Jordan Spieth – Coca-Cola
Still just 23, PGA Tour superstar Jordan Spieth is not only influential on the golf course, but off of it as well. He already rakes in $32 million a year in endorsements, from the usual suspects Titleist and UnderArmour to Rolex and AT&T. Where he could have picked his spots better, considering he’s a voice for the younger generation, was his choice of shilling for Coca-Cola. The world’s third most valuable brand is highly profitable, for sure, but as a sugar and caffeine filled beverage, does nothing for the average consumer but make them addicted to it, as well as contributing to obesity and diabetes. While it tries to project that all-American image thing, don’t forget for a moment that Coca-Cola is a corporate giant that has been accused of engaging in some pretty shady stuff around the globe, including excessive water intake. Take for example the Colombian death squad allegations. The company was sued by Sinaltrainal, a Colombian food and drink union, who alleged that Coca-Cola was indirectly responsible for “contracted with or otherwise directed paramilitary security forces that utilized extreme violence and murdered, tortured, unlawfully detained or otherwise silenced trade union leaders.” Coke denied it, but considering the history of Colombia, not outside the realm of possibility.
LeBron James – McDonald’s
We get it, when McDonald’s beckons, big celebrity endorsers line up to hawk Big Macs. Thus, LeBron James isn’t unique in pressing the flesh on behalf of the world in the name of the world’s biggest fast food concern. But, he can’t be oblivious to the fact that the food from McDonald’s, while very tasty, has some of the highest fat, sodium, calorie and sugar content of any like food out there.
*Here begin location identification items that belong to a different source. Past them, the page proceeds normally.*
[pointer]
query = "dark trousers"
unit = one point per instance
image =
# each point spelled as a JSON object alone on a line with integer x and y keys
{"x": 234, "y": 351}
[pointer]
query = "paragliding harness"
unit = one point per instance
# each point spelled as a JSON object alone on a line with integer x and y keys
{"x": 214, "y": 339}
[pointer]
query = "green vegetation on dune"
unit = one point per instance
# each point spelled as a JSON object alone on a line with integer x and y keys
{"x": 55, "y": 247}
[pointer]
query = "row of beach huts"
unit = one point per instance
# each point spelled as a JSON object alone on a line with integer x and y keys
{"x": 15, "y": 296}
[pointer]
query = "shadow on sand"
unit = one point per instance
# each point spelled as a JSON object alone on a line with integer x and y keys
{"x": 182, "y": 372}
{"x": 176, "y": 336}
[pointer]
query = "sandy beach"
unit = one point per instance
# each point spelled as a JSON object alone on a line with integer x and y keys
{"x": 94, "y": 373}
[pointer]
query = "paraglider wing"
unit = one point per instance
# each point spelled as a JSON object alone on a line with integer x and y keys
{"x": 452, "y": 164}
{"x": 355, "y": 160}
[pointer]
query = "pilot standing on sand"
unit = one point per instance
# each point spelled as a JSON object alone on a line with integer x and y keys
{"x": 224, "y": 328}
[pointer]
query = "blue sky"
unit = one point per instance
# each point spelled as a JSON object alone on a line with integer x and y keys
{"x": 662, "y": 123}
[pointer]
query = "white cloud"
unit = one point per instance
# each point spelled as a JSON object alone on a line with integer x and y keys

Anyone wishing to know it’s effects should watch the seminal documentary by Morgan Spurlock, “Super Size Me.” As well, the sourcing of the chicken, beef and potatoes that go into McDonald’s offerings has long been documented and called into question. Eric Schlosser’s great tome, Fast Food Nation, laid bare the unsafe and unhealthy industry that churns out millions of beef patties a day, among other things. LeBron is a great baller with the second biggest portfolio of any athlete ($54 million annually). One would think he might just give companies like McDonald’s short shrift, since he doesn’t really need their millions.